Nello specifico, l’Istituto guarda alle procedure di rivalutazione in base alla perequazione, sottolineando che, dal prossimo mese, gli aumenti riguarderanno le pensioni il cui importo supera di quattro volte il trattamento minimo, ovvero 2.101,52 euro lordi al mese. Nella circolare n. 20/2023, l’Inps specifica che, per l’occasione, saranno corrisposti anche gli arretrati maturati nei mesi di gennaio e febbraio 2023. Va detto che, rispetto all’anno passato, nonostante l’inflazione più elevata, la rivalutazione sarà di poco inferiore. Anche per questo, l’Inps ha disposto l’aggiornamento unicamente delle rendite non interessate dal nuovo modulo perequativo (ossia quelle con importo non superiore a quattro volte il minimo). Questo al fine di non creare indebiti pensionistici.

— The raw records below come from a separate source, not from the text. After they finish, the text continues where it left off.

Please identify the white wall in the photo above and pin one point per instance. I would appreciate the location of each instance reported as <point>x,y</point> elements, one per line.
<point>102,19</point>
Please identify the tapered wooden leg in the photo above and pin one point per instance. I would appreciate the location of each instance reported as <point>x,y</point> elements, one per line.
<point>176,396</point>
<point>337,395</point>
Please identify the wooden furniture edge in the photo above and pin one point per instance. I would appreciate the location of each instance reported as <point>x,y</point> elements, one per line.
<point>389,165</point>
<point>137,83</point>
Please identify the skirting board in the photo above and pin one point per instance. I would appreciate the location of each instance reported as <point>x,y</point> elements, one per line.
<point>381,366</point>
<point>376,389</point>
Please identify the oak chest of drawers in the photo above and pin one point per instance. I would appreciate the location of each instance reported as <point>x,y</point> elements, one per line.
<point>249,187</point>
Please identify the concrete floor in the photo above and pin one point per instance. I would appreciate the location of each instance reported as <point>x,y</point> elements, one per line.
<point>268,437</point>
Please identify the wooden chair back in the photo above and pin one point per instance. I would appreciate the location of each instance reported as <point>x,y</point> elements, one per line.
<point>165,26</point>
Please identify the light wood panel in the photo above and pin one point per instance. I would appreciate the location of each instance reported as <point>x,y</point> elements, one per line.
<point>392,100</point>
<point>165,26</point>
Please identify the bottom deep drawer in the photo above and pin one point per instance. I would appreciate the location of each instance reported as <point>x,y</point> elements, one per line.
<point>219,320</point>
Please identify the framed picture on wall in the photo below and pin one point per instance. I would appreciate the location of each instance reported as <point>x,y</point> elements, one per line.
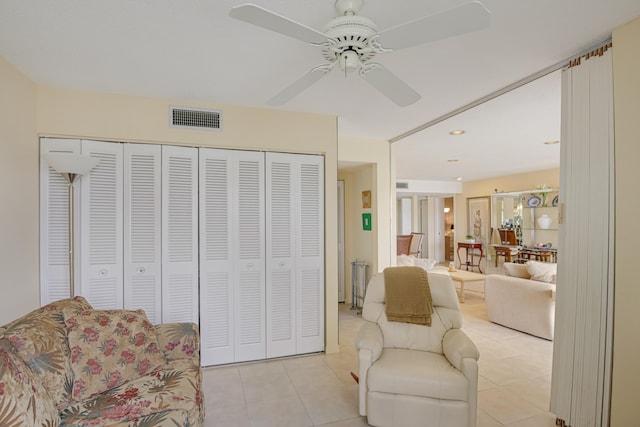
<point>479,218</point>
<point>366,221</point>
<point>366,199</point>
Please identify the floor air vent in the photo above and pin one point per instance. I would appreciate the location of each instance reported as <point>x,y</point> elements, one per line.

Rivalutazione delle pensioni, il chiarimento Inps: come cambiano gli assegni

Con il disbrigo delle prime perequazioni, l’Inps ha avviato la fase successiva, relativa alle pensioni con importi oltre le quattro volte il trattamento minimo. Aumenti che, ricordiamo, scatteranno unicamente sul trattamento lordo virtuale al mese di dicembre 2022, al lordo dello 0,2% del conguaglio di novembre, volto al recupero dell’inflazione dell’anno precedente (2021). Tenendo presente, inoltre, che a ottobre è stato corrisposto un anticipo del 2% sugli assegni pensionistici pari o inferiori a 2.692 euro al mese, ai sensi del Dl n. 115/2022. Stando alle disposizioni in materia, il 100% della perequazione sarà consentita per le pensioni fino a quattro volte il trattamento minimo. Per poi proseguire secondo la seguente ripartizione:

  • 85%: da 4 a 5 volte il trattamento minimo;
  • 53%: da 5 a 6 volte;
  • 47%: da 6 a 8 volte;
  • 37%: da 8 a 10 volte;
  • 32%: oltre 10 volte.

Il tutto, chiaramente, sulla base di un indice provvisorio di riferimento che, per il 2023, è stato fissato al 7,3%. Salvo, appunto, eventuale conguaglio da effettuare in perequazione per l’anno successivo.

Le rivalutazioni

L’Inps ha inoltre chiarito il mantenimento delle cosiddette fasce di garanzia, ossia il procedimento di aggiornamento tramite scaglioni di importo (anziché per fasce progressive) con tutela sul mantenimento del percepito su uno standard superiore (o comunque non inferiore) al trattamento più alto della fascia precedente. In pratica, la rivalutazione della fascia di riferimento sarà in ogni caso più elevata rispetto a quella precedente. Per fare un esempio, in caso di trattamenti lordi compresi fra 2.101,52 euro e 2.123,19, sulla base di una perequazione tra quattro e cinque volte il minimo, l’indice di riferimento sarebbe il 6,205% ma, al fine di rispettare la fascia di garanzia, sarà applicato il 7,5% di 2.101,52.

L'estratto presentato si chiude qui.